Also, an aggressive pattern (WPOI-4/5) was significantly correlated with the PNI (p = 0.002) [42,64], DOI (p < 0.033), grade of differentiation (p < 0.002) [44], margin status (Pearson x^2^, p = 0.000) [13], nodal involvement (p = 0.018), and TB (p = 0.036) [62].
However, literature data are extremely variable; some authors did not show any significant association between the WPOI and tumor margin, bone involvement, lymphovascular invasion, tumor size and stage, and lymph node status [44,61,62,64]. Moreover, no association was observed between the WPOI and ENE; therefore, it should be considered independently in the treatment planning [61,62].
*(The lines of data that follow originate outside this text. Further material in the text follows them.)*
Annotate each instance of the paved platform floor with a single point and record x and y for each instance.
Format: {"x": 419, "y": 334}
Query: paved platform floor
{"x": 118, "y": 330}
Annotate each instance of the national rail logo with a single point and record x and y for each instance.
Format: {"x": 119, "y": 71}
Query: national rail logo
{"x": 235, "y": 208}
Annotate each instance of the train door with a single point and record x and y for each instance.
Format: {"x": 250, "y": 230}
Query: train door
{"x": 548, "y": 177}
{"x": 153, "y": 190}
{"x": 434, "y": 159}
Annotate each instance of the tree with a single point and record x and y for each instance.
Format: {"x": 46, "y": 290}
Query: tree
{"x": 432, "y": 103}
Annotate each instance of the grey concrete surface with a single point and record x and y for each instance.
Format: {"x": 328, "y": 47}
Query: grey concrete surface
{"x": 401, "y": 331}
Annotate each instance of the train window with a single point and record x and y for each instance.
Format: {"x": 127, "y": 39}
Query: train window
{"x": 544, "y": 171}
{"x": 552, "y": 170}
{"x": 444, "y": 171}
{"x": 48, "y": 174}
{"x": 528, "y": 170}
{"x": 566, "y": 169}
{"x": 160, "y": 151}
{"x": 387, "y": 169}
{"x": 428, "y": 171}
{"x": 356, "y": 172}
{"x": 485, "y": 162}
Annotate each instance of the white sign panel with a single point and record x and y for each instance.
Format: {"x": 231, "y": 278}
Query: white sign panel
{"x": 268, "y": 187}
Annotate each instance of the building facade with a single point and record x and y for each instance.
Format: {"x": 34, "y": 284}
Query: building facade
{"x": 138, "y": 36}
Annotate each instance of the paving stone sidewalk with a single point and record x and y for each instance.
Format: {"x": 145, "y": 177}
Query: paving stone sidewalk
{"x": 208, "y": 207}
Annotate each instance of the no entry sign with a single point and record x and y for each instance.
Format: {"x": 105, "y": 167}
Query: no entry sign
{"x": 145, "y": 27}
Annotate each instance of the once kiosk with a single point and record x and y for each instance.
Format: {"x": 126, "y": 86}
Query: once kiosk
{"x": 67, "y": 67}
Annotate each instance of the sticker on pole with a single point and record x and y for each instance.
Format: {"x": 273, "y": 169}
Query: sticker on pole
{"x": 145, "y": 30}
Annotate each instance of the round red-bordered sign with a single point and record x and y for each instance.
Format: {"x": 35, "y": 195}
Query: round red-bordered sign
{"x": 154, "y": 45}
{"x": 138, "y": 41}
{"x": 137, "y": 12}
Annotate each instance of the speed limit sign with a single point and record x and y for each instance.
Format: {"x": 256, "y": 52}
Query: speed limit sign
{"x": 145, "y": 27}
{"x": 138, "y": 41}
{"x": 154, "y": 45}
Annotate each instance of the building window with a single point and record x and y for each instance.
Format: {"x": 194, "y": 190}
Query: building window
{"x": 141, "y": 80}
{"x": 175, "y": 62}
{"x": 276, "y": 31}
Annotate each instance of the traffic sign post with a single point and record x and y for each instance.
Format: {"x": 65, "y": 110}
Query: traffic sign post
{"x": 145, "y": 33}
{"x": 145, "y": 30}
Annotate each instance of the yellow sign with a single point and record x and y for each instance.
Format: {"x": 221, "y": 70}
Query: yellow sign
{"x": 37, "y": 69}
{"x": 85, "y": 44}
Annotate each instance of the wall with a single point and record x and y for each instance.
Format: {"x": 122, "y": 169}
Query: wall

2.6. Prognostic Role of Worst Pattern of Invasion in Oral Squamous Cell Carcinoma
To the AJCC staging system, the WPOI represents an additional factor recommended for clinical care. It has been demonstrated as an independent prognostic factor of LRR [13,16,27,29,37,41,44,45,47,56,65,66], LNM [14,16,17,18,23,31,35,36,38,46,48,51,53,54,55,67,68,69,70] OS [13,23,36,37,39,43,45,50,54,65], DFS [15,24,29,41,44,65,71,72], and DSS [27,28,32,37,45,46,56,65], regardless of the oral subsite and the pathological stage (Table 4).
Aggressive WPOI tumors had the worst OS (HR = 2.2) with homogeneous pooled data (I^2^ = 0%) [65]. In particular, WPOI-4 and WPOI-5 tumors have 2.3-fold and 3.9-fold worse OS compared to WPOI-1/3 cases, respectively. The WPOI-5 was independently associated with OS both as satellite nodules (OR = 6.6) and extratumoral LVI (OR = 10) [45].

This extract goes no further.